I learned very quickly while working on a large open source project is that it is important to make my code hard to break. The primary line of defense for this is a comprehensive test suite, but I think it’s also very important to create functions that are easy to use and difficult to damage.

I find I even code this way on personal projects that will never be released. Even if you never work on a team with other developers, there is a good chance you will forget a lot of implementation details of the code that you aren’t actively working on. You need to protect your code from yourself!

I think a lot about state these days. How much data should an object have, and how should it expose that to other objects? I find many bugs are related to the state and scope of data not being what you’d expect.

An Example: ActiveRecord

ActiveRecord makes it easy to retrieve all rows from database and represent them as objects:

Product.all.each do |p|
  puts p.name

We didn’t have to specify that we wanted the name column from the database before we outputted it; by default ActiveRecord includes all the columns in the table.

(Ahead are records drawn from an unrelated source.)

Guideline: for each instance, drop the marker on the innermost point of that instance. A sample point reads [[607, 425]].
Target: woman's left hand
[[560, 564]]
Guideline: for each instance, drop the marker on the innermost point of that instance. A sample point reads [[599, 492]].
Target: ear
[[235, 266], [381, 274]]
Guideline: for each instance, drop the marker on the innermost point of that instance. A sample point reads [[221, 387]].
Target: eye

Over time, many frequently used tables in databases such as Product tend to get more columns added to them to support new features. You might find that your table that started off with 4 columns is eventually over 50!

There is overhead involved in returning all those extra columns from the database. At the very least, the database has to send more data across the wire to your application. On top of that, Rails has to deserialize all the columns into their appropriate types in the object.

When returning a single Product you will probably not notice much of a difference. However, when returning hundreds of rows at once, the overhead can add up quite a bit.

Selecting only what you need

ActiveRecord provides a method called select that can be used choose the columns returned from the database. We could write something like this:

Product.select([:id, :name]).each do |p|
  puts p.name

This will certainly execute faster than the Products.all query above. However, if you do this, you are exposing yourself to many bugs due to inconsistent state.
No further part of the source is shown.